Les Cabarettistes : « Les galops du Cheval d’Or », époustouflant spectacle-florilège

Spectacle donné au Forum Léo-Ferré à Ivry-sur-Seine le 20 mars 2016

Texte de la chronique dans NosEnchanteurs par François Bellart

Retrouver l'article sur le site de NosEnchanteurs : les-cabarettistes-les-galops-du-cheval-dor-epoustouflant-spectacle-florilege

Ils sont dix et ils ont du talent puissance dix ! Une véritable troupe où, en dehors des musiciens spécialisés sur leur instrument, chacun est polyvalent. Une passion les habite dans ce spectacle exemplaire : retourner ensemble aux racines et aux fondamentaux de notre bonne chanson, telle qu’elle s’est construite à l’ère bénie des cabarets des années cinquante et soixante. Le lien s’est fait naturellement avec Gilles Tcherniak, l’infatigable animateur de Forum Léo-Ferré, dont la mémoire est imprégnée des souvenirs du Cheval d’Or gouverné par ses parents. Il a pu donner tous les détails et documents qui leur ont permis ensemble de construire et de mettre en scène ce spectacle qui reconstitue, le temps d’une soirée, cet esprit et cette ambiance. Et c’est une réussite sensationnelle qui ne peut tromper ceux qui ont vécu cette époque !

Les ingrédients de ce succès ? Le choix des dix-huit chansons : cinq titres arrachés à l’oubli signés Jean-Pierre Suc, l’âme artistique du Cheval d’Or et, avec Henri Serre, sa première vedette. D’autres de Roger Riffard, de Boby Lapointe (et pas toujours les plus connus), de Daniel Prévost, de Pierre Louki (L’inénarrable Môme aux boutons, mais aussi la subtile Mes copains donnée en bis), de Ricet Barrier et d’Anne Sylvestre, représentante de la partie féminine de la programmation du cabaret ! Et des sketches d’humoristes parmi lesquels Avron et Evrard et Raymond Devos, des monologues poétiques de Pierre Maguelon dit Petit Bobo récités à la chandelle et aussi, belle idée, des reconstitutions d’émissions de la télévision noir et blanc naissante, dont des séquences du « Petit Conservatoire de la Chanson » de la cassante Mireille ! Tout cela fait l’objet d’une construction bien solide couvrant les trois périodes de la vie de l’établissement : avec Jean-Pierre Suc, après son suicide discrètement évoqué et enfin les derniers galops avant la fermeture en 1969. Mais le fleuron de ce spectacle, c’est sa mise en scène collective : la distribution symboliques des rôles (Henri Serre est joué par une jeune comédienne blonde !) ; les glissements entre les interprétations individuelles et collectives, au firmament desquelles il faut placer Comment je m’appelle d’Anne Sylvestre et la formidable interprétation toute en ondulations de flagelles des 300 millions de Ricet Barrier et Bernard Lelou ; enfin, cette complicité entre tous les protagonistes, cette joie de vivre qui transparaît et qui réinvente le climat heureux et détendu qui existait dans la petite salle.

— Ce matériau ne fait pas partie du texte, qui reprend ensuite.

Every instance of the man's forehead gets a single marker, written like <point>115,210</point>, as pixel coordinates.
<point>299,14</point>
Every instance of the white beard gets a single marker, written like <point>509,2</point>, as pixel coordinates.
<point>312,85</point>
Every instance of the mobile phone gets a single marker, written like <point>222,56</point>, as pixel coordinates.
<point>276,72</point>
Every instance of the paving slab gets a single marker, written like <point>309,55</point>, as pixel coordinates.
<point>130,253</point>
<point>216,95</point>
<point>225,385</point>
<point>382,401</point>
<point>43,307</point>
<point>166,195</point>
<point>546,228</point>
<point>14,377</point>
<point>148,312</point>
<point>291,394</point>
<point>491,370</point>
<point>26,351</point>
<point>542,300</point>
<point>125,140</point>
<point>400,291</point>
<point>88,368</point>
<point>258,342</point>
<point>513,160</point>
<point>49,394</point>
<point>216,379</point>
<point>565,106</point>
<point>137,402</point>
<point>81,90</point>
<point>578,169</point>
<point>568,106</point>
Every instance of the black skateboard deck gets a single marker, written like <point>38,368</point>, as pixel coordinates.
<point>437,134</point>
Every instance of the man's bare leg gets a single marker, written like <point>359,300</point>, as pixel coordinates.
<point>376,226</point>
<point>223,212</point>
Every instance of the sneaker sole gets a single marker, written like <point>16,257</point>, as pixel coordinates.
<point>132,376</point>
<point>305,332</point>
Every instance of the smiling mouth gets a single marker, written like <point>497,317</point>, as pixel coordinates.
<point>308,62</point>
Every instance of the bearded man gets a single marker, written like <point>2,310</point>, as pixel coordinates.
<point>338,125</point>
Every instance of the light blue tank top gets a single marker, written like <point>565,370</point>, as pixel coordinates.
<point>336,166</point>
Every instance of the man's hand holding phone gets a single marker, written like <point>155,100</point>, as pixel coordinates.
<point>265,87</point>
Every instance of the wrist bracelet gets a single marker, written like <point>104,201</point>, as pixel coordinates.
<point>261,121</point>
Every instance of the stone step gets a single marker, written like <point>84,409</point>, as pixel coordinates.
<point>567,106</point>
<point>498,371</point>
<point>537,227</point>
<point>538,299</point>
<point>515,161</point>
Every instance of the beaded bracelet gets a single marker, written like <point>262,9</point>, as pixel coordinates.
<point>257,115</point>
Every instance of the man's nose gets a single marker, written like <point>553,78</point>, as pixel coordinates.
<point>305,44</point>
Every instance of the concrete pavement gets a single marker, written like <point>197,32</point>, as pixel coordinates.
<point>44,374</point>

Cerise sur le gâteau, si on peut dire puisqu’il s’agit de gastronomie, les trois séquences sont séparées par des tartines d’houmous ou des charlottes aux pommes distribuées dans le public par les comédiens mués en serveurs le temps d’un interlude !

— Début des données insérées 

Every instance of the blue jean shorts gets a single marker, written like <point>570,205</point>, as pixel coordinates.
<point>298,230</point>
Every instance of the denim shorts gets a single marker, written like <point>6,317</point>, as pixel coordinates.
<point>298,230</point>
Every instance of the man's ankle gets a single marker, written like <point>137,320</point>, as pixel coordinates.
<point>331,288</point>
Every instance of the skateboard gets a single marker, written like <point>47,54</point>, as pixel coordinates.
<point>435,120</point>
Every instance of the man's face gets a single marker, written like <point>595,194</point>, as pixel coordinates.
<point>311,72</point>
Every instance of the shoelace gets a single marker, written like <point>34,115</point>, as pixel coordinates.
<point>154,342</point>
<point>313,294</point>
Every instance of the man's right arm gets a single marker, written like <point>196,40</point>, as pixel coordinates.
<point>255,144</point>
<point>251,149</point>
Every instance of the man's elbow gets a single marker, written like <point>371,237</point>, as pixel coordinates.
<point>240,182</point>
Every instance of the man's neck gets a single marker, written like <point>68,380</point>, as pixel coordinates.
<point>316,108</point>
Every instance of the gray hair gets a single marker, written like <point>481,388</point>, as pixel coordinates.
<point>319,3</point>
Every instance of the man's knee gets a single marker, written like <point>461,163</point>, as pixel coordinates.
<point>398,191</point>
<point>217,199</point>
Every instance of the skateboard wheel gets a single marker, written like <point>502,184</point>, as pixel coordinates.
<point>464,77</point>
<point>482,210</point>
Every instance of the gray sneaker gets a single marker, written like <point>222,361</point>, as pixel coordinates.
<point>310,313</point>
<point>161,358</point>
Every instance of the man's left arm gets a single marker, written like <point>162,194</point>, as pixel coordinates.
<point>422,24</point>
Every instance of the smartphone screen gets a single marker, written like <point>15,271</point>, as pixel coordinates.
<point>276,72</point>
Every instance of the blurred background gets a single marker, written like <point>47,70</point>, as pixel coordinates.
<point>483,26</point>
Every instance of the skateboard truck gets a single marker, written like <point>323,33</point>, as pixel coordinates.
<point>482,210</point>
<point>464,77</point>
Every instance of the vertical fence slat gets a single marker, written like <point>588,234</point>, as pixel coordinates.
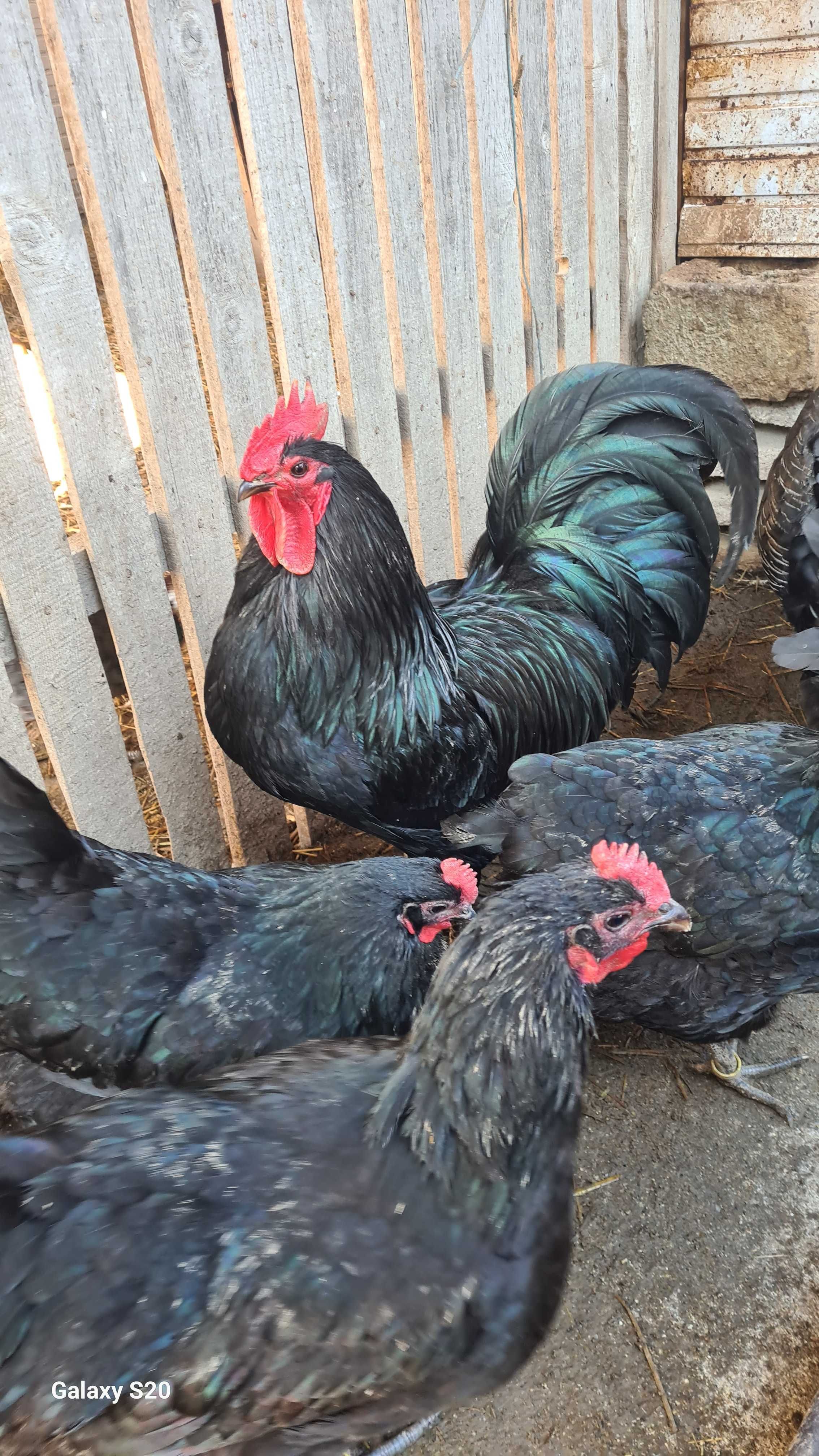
<point>496,149</point>
<point>50,627</point>
<point>183,68</point>
<point>57,299</point>
<point>667,153</point>
<point>607,177</point>
<point>534,92</point>
<point>640,91</point>
<point>340,108</point>
<point>573,188</point>
<point>443,89</point>
<point>270,114</point>
<point>101,97</point>
<point>393,81</point>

Ces jeunes artistes, dont la moyenne d’âge ne doit pas excéder la trentaine, n’ont pas connu les cabarets de ces années-là. Et pourtant, par leur investissement dans ce projet, ils ont su en retrouver intacts la dynamique, la vivacité, les alternances de rire franc (« la conférence » d’Avron et Evrard), de bonheur textuel et musical, et d’émotion profonde (Lazare et Cécile avec une voix masculine). Au-delà d’une démarche de mémoire, ils ont montré que la qualité des spectacles de ces petits lieux pouvait encore avoir un écho favorable aujourd’hui, et ce n’est pas leur moindre mérite.